A Síria recusou todas as acusações e criticou os políticos libaneses que responsabilizaram Damasco.

- Isso só confirma o preconceito anti-sírio destas pessoas - disse uma autoridade do ministério de Informação, que preferiu se manter anônima.

O líder da oposição libanesa drusa (seita religiosa secreta cuja crença é basicamente muçulmana), Walid Jumblatt, culpou o presidente e suas forças de segurança.

- Para quem quiser trespassá-la, a cabeça da serpente está em Baabda - afirmou Jumblatt à rede Al Arabiya. Baabda é o quartel-general de Lohoud, perto de Beirute.

Sob a lança, Lahoud condenou o assassinato de Kassir, clamando à unidade nacional.

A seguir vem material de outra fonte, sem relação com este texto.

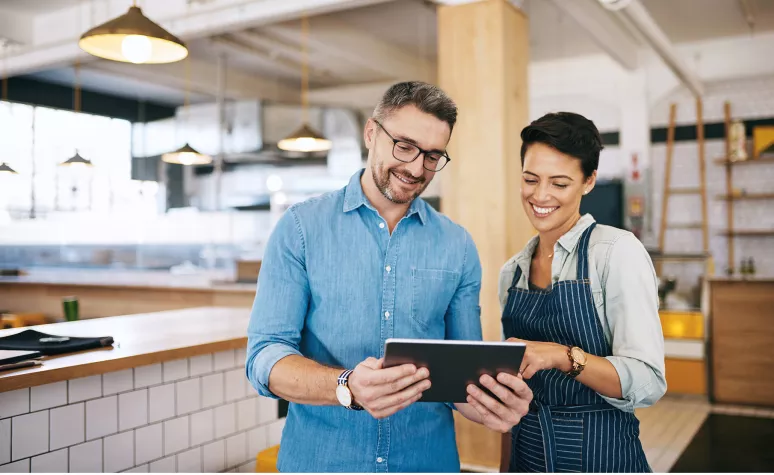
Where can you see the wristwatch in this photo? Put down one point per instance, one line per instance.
(343, 393)
(577, 359)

O chefe de Estado visitou a sede do sindicato dos jornalistas libaneses, para dar pessoalmente os pêsames.

- Cada vez que damos um passo adiante, vemos outras pessoas que querem bagunçar a segurança do Líbano - declarou o primeiro-ministro, Najib Mikati, que foi ao local do atentado. - A explosão tem como alvo dois elementos vitais: segurança e liberdade. Não vamos permitir que sejam agitados.

Kassir, também fundador de um pequeno grupo de oposição - Esquerda Democrática - é a figura mais importante do Líbano a ser assassinada, desde Hariri. O atentado que matou o ex-premier levou a nação a sua pior crise política desde a guerra civil, ocorrida entre 1975 e 1990. Milhares de pessoas foram às ruas, protestar contra a presença da Síria, a quem culpam pelo crime. Damasco nega participação no ataque, que a ONU ainda investiga. O organismo também criticou Beirute por não avançar no inquérito.